❥Die Entscheidung
Pünktlich um 22 Uhr, klopfte es an meinem Fenster. Ich hatte mich schon den ganzen Tag auf Elijah gefreut. Ich hatte gehofft, dass er mir helfen konnte, meine Trauer zuzulassen.
Elijah stieg durch das Fenster und blieb mitten im Raum stehen.
„Schön das du da bist", sagte ich lächelnd und wollte ihm einen Kuss geben.
Er drehte seinen Kopf allerdings beiseite und machte einen Schritt zurück.
„Was ist denn los?", fragte ich verwirrt.
„Wir sollten reden."
„Okay, über was?"
„Dieses reinschleichen und rausschleichen... dieses Geheimnis... ich kann das nicht."
„Ich dachte... wir hätten das geklärt?"
Er schaute mich fassungslos an. „Du hast das für dich beschlossen. Ich hatte keine andere Wahl."
„Ich... was soll das jetzt heißen?"
„Ich möchte nicht das Geheimnis von jemanden sein."
„Okay", sagte ich leise. „Aber... ich brauch dich."
„Es tut mir leid Blaine."
Elijah wollte gerade wieder gehen, einfach so.
„Warte", sagte ich und packte ihn am Arm.
„Es gibt nichts zu reden, ich kann das so nicht."
„Aber... wenn ich das öffentlich machen würde. Dann... das geht nicht. Meine Familie."
Er blitzte mich böse an. „Deine Familie... aber was ist mit mir? Sind die meine Gefühle egal?"
„Natürlich nicht. Aber ich muss aufpassen, was ich öffentlich preis gebe und ich kann..."
„Nicht mit einem Jungen gesehen werden", beendete Elijah meinen Satz.
„Was soll ich denn machen?"
Er schüttelte den Kopf. „Keine Ahnung, aber es ist schon ganz schön egoistisch zu denken, dass ich das mein Leben lang mit mache."
Ich ließ seinen Arm los. Ich wusste, dass es keinen Sinn hatte. Ich wusste auch, dass ich zu viel von ihm verlangt hatte.
Ohne noch etwas zu sagen, stieg er wieder aus dem Fenster und verschwand in der Dunkelheit.
Wie in Trance, setzte ich mich auf mein Bett. Ich hatte Elijah verloren.

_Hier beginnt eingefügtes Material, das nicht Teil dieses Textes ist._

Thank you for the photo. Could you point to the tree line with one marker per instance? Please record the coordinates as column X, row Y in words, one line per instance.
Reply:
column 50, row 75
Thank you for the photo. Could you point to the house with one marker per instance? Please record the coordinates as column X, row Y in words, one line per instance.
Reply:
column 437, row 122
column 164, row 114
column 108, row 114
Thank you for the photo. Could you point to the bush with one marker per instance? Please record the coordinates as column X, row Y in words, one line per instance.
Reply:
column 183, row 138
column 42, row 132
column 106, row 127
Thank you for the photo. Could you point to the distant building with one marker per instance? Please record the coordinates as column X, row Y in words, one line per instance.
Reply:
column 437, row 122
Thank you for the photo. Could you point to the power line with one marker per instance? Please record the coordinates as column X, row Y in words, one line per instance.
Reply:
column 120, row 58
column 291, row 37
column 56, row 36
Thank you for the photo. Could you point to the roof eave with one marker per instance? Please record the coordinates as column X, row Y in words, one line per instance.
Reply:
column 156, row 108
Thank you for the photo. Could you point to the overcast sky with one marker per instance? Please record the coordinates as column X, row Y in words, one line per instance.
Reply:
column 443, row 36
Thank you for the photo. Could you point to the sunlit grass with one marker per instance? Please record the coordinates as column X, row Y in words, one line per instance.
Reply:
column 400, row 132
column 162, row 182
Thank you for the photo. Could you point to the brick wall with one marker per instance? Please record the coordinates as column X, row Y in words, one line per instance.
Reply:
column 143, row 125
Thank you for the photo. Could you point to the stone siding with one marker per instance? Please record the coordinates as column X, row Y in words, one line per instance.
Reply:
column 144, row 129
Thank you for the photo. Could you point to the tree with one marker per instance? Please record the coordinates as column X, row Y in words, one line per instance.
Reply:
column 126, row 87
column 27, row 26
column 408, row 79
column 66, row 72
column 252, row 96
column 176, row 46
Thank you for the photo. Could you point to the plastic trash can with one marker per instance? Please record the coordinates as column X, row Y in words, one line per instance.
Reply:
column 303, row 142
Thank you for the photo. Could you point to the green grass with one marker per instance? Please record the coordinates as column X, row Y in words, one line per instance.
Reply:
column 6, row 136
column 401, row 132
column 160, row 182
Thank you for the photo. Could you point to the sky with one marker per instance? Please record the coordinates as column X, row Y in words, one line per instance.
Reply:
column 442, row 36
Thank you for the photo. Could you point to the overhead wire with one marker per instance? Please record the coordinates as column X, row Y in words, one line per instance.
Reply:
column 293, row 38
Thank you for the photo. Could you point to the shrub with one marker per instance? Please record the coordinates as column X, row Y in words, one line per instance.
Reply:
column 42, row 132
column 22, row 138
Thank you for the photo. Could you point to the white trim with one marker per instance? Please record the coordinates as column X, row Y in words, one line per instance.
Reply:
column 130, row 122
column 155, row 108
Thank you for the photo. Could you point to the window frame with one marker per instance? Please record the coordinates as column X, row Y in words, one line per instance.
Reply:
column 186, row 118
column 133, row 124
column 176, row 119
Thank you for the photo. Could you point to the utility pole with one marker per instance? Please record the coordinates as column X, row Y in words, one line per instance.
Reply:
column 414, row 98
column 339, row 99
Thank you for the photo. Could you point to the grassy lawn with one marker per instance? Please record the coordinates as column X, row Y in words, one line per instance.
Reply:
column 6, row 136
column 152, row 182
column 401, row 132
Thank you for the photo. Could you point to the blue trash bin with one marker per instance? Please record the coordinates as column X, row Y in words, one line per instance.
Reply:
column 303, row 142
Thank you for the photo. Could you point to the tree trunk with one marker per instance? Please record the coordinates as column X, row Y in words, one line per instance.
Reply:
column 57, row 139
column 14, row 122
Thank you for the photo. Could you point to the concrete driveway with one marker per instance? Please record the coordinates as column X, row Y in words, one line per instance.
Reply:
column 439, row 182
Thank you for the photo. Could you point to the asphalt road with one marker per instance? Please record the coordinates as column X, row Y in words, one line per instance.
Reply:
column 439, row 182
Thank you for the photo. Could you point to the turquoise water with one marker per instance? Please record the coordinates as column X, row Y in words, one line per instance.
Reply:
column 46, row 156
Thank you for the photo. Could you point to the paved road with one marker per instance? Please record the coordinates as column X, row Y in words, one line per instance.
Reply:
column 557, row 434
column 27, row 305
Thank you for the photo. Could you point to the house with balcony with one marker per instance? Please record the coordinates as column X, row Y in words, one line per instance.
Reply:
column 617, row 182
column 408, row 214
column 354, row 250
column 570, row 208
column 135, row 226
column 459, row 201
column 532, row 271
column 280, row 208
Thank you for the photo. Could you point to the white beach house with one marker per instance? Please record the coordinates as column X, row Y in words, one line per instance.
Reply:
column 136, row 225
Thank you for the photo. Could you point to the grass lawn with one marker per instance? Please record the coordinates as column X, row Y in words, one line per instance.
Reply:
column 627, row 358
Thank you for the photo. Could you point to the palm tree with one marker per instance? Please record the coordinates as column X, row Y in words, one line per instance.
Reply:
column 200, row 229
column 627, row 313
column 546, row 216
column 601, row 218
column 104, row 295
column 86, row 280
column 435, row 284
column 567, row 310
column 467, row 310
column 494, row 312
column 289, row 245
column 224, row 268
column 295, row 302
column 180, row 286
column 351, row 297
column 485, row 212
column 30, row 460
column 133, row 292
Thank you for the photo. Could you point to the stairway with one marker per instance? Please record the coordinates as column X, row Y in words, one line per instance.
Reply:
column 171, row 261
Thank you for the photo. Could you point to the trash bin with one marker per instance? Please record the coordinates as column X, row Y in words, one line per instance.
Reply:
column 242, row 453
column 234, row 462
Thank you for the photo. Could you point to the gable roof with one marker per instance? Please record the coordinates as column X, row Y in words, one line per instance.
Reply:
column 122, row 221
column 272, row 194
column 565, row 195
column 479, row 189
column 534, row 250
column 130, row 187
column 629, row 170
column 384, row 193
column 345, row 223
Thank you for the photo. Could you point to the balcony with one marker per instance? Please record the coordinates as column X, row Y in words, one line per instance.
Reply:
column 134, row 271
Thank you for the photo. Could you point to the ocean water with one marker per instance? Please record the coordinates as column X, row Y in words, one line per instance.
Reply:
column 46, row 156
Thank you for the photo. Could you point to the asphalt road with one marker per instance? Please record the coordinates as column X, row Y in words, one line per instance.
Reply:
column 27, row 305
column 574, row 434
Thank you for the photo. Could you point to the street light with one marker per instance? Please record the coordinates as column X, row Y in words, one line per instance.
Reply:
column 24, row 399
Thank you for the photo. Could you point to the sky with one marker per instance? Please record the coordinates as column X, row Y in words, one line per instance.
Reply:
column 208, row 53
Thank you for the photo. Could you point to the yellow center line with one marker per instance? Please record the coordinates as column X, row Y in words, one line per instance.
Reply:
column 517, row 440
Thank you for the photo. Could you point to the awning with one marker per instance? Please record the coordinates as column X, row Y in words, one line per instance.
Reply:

Es fühlte sich an, als würde jemand ein Loch in meine Brust reißen. Es schmerzte, es schmerzte unerträglich. Noch nie hatte ich mich so miserabel gefühlt.
Die Luft zum atmen wurde immer weniger. Sie kam kaum noch in meine Lungen. Ich hatte das Gefühl, mein Körper wurde nicht mehr mit Sauerstoff versorgt.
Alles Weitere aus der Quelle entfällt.